愛 理~airi~
不意に腕を掴まれた彼女は、驚いた表情をしてコチラを見上げているが。
「今日は休んだ方が良い」
「ええ!?大丈夫…」
ココでも負けず嫌いな性質からか、フルフル頭を振って拒否の姿勢を示した。
「じゃないだろ?顔色悪いし、食欲無い時点で」
「…あるもん」
「――にしては、熱っぽいよね?」
「・・・・・」
珍しく俺が折れない事にムッとしたようだが、視線を逸らすと押し黙ってしまう。
捕らえていた細い腕をそっと離すと、今度は身体ごとギュッと抱きしめていた。
「同じ立場の人間としては…。
会社で迷惑を掛ける前に、病院行って一日休んだ方が良いと思う。
――とか言って、本当は心配なだけ。
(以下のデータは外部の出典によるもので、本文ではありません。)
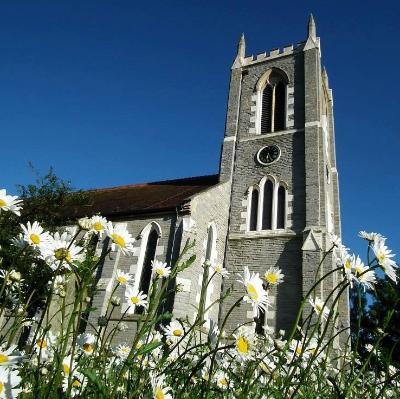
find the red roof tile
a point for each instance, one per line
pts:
(143, 198)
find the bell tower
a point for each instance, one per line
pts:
(279, 156)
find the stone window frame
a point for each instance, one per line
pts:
(259, 89)
(276, 183)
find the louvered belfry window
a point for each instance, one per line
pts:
(253, 210)
(273, 104)
(267, 211)
(280, 220)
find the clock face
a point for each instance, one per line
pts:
(268, 154)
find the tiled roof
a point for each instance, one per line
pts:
(143, 198)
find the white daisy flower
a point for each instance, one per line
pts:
(9, 380)
(222, 380)
(135, 298)
(160, 269)
(383, 255)
(10, 203)
(173, 332)
(274, 276)
(120, 237)
(219, 269)
(98, 224)
(86, 343)
(123, 278)
(7, 358)
(256, 295)
(319, 307)
(34, 234)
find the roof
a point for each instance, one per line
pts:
(143, 198)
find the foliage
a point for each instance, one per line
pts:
(177, 358)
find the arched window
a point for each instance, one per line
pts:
(281, 211)
(272, 101)
(253, 209)
(267, 205)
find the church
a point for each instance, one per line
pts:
(273, 203)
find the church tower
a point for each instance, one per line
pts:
(279, 156)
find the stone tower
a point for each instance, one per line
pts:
(279, 156)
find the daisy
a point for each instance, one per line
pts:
(34, 234)
(274, 276)
(173, 332)
(383, 255)
(9, 380)
(319, 307)
(256, 295)
(10, 203)
(160, 269)
(219, 269)
(97, 224)
(86, 342)
(135, 298)
(160, 390)
(221, 379)
(120, 237)
(6, 357)
(123, 278)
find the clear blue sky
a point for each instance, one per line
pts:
(118, 92)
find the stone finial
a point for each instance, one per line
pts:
(241, 52)
(312, 29)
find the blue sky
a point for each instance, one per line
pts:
(119, 92)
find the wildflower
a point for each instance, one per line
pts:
(98, 224)
(160, 390)
(384, 255)
(320, 307)
(120, 237)
(274, 276)
(6, 357)
(34, 234)
(256, 295)
(244, 343)
(123, 278)
(135, 298)
(10, 203)
(160, 269)
(9, 380)
(86, 343)
(222, 380)
(173, 332)
(219, 269)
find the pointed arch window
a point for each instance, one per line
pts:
(254, 198)
(272, 102)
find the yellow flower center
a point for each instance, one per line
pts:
(66, 368)
(3, 358)
(118, 240)
(122, 280)
(87, 347)
(159, 394)
(41, 343)
(134, 300)
(63, 254)
(76, 384)
(35, 238)
(272, 278)
(98, 226)
(242, 345)
(251, 290)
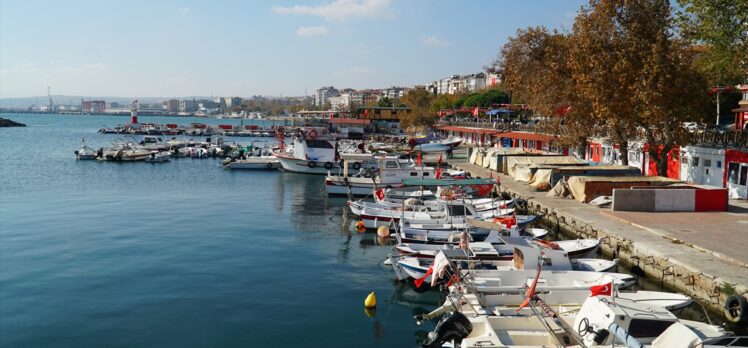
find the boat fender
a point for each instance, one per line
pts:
(379, 192)
(453, 327)
(736, 308)
(600, 336)
(370, 301)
…頼むから休んで欲しい」
思えばここ数日、時おり疲れた表情がチラチラと垣間見えていたのに。
ソレを気づかないままに、今日まで我慢させてしまった俺の方が悪い。
「…や、まと…あ、あのね」
「ん?」
すると根負けしたのか、俺のシャツをキュッと掴んで口ごもり始めた真咲。
「え、と…、体調が悪いんじゃなくて…」
どこか歯切れの悪い話し方から、まさか思いもよらない事態へ向かうとは…。